After screaming that I hated Kevin and Jane, Liv walked me home where she left me. I walked to my room ignoring Mum who asked if I was okay, I shut my bedroom door and pushed my chest of draws in front of it. I was fed up of having to be strong, I just wanted to tell end the pain.

"Why is it me that has to be in this position?" I cried throwing my coat to one side and rolled up my sleeves can I picked up a razor blaze and brought it into contact with my arms, tears splashing onto my duvet as the red liquid leaves my arm through the cut I had just made.

"One cut turns to two" I whispered to myself as I made another cut. Two cuts turned to three and three turned to four my arms were soon covered in red sticky blood as I grabbed some tissues to clean myself up. I watched the blood continue to trickle down my arms as I cried.

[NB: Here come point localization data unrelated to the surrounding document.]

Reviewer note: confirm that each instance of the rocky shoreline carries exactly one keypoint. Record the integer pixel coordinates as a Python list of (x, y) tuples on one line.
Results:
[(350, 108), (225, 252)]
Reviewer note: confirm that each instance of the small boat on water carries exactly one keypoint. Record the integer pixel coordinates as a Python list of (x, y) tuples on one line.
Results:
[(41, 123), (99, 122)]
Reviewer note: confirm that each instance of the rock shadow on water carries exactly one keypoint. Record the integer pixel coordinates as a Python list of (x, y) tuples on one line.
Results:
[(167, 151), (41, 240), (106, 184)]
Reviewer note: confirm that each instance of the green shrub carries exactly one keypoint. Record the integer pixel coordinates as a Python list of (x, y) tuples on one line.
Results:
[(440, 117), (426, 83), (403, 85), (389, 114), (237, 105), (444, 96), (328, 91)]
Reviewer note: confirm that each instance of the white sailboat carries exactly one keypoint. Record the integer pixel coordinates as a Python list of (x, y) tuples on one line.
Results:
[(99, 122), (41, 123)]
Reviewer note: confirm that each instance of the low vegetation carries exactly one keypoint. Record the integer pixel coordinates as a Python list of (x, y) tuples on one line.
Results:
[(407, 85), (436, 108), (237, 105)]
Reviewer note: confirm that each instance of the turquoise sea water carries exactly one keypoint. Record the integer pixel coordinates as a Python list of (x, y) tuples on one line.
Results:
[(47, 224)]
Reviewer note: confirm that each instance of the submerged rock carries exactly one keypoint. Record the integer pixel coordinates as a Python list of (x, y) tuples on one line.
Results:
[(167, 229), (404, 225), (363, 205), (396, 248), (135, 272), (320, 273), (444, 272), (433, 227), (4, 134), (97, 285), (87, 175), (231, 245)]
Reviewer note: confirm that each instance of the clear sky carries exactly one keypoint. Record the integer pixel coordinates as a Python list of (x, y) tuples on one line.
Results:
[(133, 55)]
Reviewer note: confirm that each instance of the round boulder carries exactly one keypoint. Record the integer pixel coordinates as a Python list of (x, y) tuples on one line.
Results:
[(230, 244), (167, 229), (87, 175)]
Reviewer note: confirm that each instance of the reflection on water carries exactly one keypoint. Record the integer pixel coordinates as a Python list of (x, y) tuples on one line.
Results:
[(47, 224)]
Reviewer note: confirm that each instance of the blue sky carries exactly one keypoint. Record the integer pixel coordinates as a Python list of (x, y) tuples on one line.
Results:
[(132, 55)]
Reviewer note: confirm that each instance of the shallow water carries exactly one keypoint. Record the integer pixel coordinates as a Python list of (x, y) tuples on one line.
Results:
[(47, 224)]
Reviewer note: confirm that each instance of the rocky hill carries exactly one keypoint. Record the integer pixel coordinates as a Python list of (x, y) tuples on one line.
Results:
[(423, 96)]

"Charley Tea!" I heard Mum shout as I glanced to my alarm clock seeing it was 5pm, I had been crying for hours. I pulled my sleeves down feeling the fabric of my top stick to the blood as I pushed my draws out of the way and made my way downstairs, my eyes were puffy and red, I was prepared for questions to be asked.

"I invited Rebecca and Ginny to have tea today" Mum smiled before she looked up and saw I had red puffy eyes.

"Have you been crying?" She immediately asked and I nodded.

"I tripped and head-butted my shelf, I'm fine though" I plastered a fake smile on my face a I crossed my fingers behind my back hoping I could get away with it, at least until tomorrow when I have my next counselling session.

"How did you manage that?" Ginny asked giving me a strange look.

"Wasn't watching what I was doing, you know what I'm like" I forced a giggle out as I sat down at the table. All of Tea I just pushed my food round the plate. Not in the mood to eat anything.

Victoria's pov

"I'm worried about her Beks, what if she's suffering and not telling me. I'm meant to be her Mum and I can't even help her" I tried to not cry as I spoke to my best mate.

"I know it sound hard Vic but you've got to make the first move, if she's suffering she may be scared to be the one to start the conversation" Rebecca suggested.

"I hate seeing her like this. And with the custody date set for next week and her and Liv facing prison I don't know how much more she will be able to take" I worried about my adopted daughter. I knew it was breaking her day by day, her drinking was a cry for help, she started talking to a therapist and is on meds for Depression but they can only do so much

"She's a fighter. You'll win the custody battle and she won't have to see those idiots again. And if you end up loosing the battle you can fight for what is right. Charlotte belongs here with you, she belongs with Liv and if the courts can't see that they must be blind because I can assure you she loves you" Rebecca tried to reassure me but I still worried about her.

"You staying for dinner?" I asked Rebecca who agreed to stay and Ginny joined us as I called Charley down, she had been crying and it was obvious but I hope after her next counselling session tomorrow things will start looking up.